L’actif de la succession comprend notamment un immeuble sis [Adresse 5] à [Localité 7] et des comptes bancaires, ainsi que des biens immobiliers en Italie, qui ont fait l’objet d’un jugement de partage en date du 13 juin 2018 du Tribunal de Sulmona (Italie).

La défunte a disposé de la quotité disponible par deux testaments :

– un testament reçu en la forme authentique par Maître [V], notaire, le 5 avril 1985, par lequel elle excluait sa fille [ZP] du bénéfice de la quotité disponible au profit de son frère et de ses deux soeurs,

– un testament daté du 17 septembre 2008 enregistré par un notaire italien par lequel elle lègue la quotité disponible à sa fille [A].

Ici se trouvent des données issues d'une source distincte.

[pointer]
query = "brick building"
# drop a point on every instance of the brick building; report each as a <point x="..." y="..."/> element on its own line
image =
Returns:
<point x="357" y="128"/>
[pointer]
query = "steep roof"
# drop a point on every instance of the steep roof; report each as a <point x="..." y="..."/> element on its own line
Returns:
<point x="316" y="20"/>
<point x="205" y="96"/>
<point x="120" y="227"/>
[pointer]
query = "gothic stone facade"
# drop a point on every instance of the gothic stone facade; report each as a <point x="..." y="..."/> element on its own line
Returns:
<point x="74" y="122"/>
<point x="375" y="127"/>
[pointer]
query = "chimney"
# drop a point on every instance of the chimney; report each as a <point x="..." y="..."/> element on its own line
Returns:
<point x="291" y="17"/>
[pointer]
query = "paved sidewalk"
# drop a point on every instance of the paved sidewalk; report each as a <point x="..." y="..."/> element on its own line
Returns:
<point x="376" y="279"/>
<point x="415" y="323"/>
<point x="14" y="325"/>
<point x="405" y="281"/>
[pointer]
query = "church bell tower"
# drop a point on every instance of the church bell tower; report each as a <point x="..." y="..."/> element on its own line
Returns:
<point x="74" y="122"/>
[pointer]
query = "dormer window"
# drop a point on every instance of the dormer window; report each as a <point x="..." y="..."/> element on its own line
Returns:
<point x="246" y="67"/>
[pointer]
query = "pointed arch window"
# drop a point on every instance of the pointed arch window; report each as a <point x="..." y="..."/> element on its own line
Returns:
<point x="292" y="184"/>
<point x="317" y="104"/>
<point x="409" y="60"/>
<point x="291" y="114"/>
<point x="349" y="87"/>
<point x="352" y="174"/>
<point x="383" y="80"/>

Par jugement du 8 juin 2015, le tribunal de grande instance de Briey a :

– ordonné l’ouverture des opérations de compte, liquidation et partage de la succession de [J] [U], existant entre les parties,

– ordonné en conséquence, et à défaut de meilleur accord, la licitation de l’immeuble indivis au prix de 170000 euros, avec possibilité pour le notaire commis de baisser le prix d’un quart,

– désigné Maître [B], notaire à [Localité 7], pour y procéder et Madame Michèle Berain, magistrat, en qualité de juge commis au partage afin de suivre les opérations de liquidation et partage et de faire rapport en cas de difficultés,

– dit n’y avoir lieu en l’état à statuer sur le surplus des prétentions respectives des parties, celles-ci étant prématurées.

Par acte du 8 août 2018, Maître [Y] [X], notaire à [Localité 7], a dressé un procès-verbal de difficulté faute d’avoir trouvé un accord entre les indivisaires en vue de procéder aux opérations de compte, liquidation et partage de la succession de Madame [J] [U].

Par ordonnance du 8 mars 2021, le juge commis du tribunal judiciaire de Briey a autorisé les consorts [U] à vendre l’immeuble sis [Adresse 5] Haut, cadastré section AZ n°[Cadastre 3], d’une contenance de 3 a 20 ca au prix de 160000 euros (frais d’agence de 10000 euros inclus) suivant offre d’achat du 21 janvier 2021.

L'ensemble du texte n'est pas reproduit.